Gunhild Grieve stressed the importance of being aware of these ‘alternative data’ sources to understand how investors perceive your company. “There might even be other data points you’re not aware of that analysts and investors will know about,” she explained. “Other people will draw their own conclusions and even publish on it.” Grieve cited an incident in which RWE’s shares were trading at a premium of up to 40 percent, ahead of some strong Q3 results. This obviously seemed like good news at the time, but on the day the results were published, the firm’s stock price nose-dived. “Talking to investors, we found out that although we had performed well, it was mid-November and many investors didn’t see the potential for much more upside. Many made an exit to sure-up accounts for year-end (with the intention to buy back in the new year).”

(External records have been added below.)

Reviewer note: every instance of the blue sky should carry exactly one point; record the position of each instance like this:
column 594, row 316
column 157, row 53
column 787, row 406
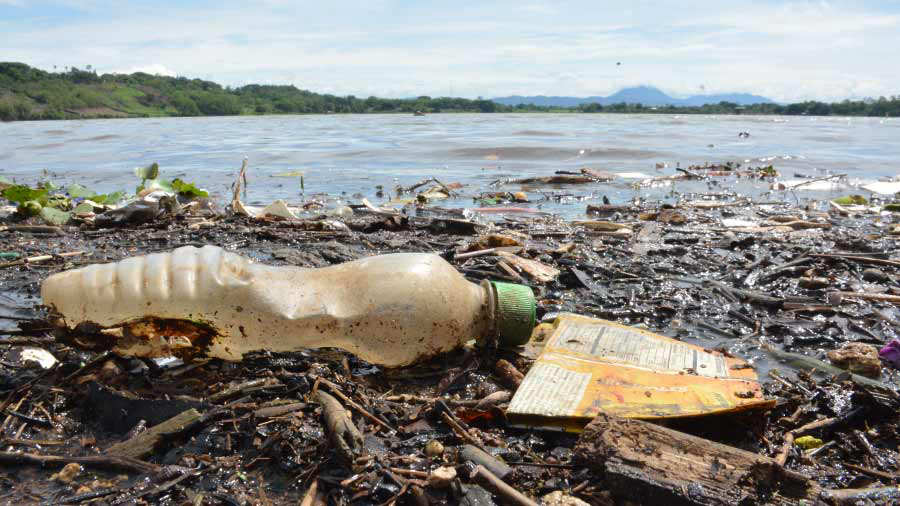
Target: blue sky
column 826, row 50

AI tools have the potential to predict these types of investor behaviours. Ultimately, IR teams will be able to prepare for the risk of share price momentum slowing down, or for the worst case scenario, a bubble bursting. This is particularly crucial in our post-MiFID II environment. With the sell-side’s new limits in offering corporates investor targets (thanks to fewer direct conversations with investors), we truly need advanced big data tools to fill the notable gap in investor outreach – especially at investor meetings.
But while big data analysis is becoming ever more sophisticated and practical, IROs are still integral in making sense of the data and turning insights into action. For Grieve, it’s absolutely crucial to integrate big data with your own input. She cites the example of turning the tables on investors, to gain additional insight into how her stock is held. “You can turn to investors and ask, is this correct? How much do you own? Why have you held, bought or sold?” Grieve explained. “You’ll be surprised how much information you can obtain.”
The buy-side may have their robo-advisers, but IR professionals can breathe a sigh of relief that they won’t be replaced by robo-IROs. “Modern IROs need to combine advanced intelligence with their own insight.” Schwarzenbach added, “data is a very powerful enabler for what you want to achieve, but it’s not the whole answer. An IRO’s skill set, experience and expertise are still required to turn these powerful sources of intelligence into effective action.” Sanghvi concluded the conversation, “the key to optimizing big data analytics is saving yourself time and freeing up your ‘mental load’, so you can put the relationship back into investor relations and be the best at your job.”
Marla Hurov is the Content Marketing Manager at Q4 Inc and blogs regularly about trends in IR and digital communications.